En l’an 2022, il est en lévitation. La Néerlandaise a déjà levé les bras à 16 reprises avec, parmi ses exploits, trois victoires d’étape et le classement général du RideLondon-Classique, trois étapes sur le Women’s Tour et quatre étapes sur le Baloise Ladies Tour, juste avant le Tour de France. C’est simple : dans un sprint massif, seule la championne du monde italienne Elisa Balsamo a pu la priver de succès cette année. Et encore, seulement deux fois. Hommes comme femmes, elle est tout simplement LA coureuse.

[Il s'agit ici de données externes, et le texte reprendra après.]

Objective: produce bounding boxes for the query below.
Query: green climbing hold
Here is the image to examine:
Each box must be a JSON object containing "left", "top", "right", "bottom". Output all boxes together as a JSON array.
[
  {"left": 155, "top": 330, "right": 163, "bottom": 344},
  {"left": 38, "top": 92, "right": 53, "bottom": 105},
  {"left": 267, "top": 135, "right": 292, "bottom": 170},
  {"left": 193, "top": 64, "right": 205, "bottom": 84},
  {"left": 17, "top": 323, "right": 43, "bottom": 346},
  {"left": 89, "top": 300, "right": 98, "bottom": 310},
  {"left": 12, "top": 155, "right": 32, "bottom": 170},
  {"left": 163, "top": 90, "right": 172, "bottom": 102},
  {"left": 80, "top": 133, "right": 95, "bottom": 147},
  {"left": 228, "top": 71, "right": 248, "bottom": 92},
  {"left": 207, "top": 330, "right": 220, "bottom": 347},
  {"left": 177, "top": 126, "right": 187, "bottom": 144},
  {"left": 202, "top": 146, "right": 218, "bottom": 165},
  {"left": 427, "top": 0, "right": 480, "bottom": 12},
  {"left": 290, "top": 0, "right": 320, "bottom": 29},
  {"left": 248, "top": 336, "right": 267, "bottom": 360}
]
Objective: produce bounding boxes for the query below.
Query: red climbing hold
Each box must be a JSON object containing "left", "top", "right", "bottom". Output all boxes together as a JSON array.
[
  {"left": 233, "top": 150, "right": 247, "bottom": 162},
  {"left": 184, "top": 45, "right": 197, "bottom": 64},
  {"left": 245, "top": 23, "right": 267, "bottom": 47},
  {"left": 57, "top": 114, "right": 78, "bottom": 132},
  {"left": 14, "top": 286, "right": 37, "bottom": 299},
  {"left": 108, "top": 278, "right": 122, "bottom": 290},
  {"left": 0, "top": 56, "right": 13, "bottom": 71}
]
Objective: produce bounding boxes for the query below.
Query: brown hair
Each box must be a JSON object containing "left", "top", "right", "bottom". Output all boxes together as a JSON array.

Si Lorena Wiebes n’a pas les qualités d’escalade nécessaires à une victoire finale, elle devrait encore avoir quelques occasions de briller sur le Tour de France, à commencer par la deuxième étape entre Meaux et Provins. Et viser le maillot vert ?

« L’étape de demain est vraiment importante », prévoit déjà Wiebes. « Le maillot vert, on ne va pas y laisser une énergie folle », assure-t-elle. « Il y aura le général (classement) pour jouer avec Juliette (Labous, la meilleure chance française). »

Le maillot jaune sait aussi jouer collectivement.



Toutes les actualités du site n'expriment pas le point de vue du site, mais nous transmettons cette actualité automatiquement et la traduisons grâce à une technologie programmatique sur le site et non à partir d'un éditeur humain.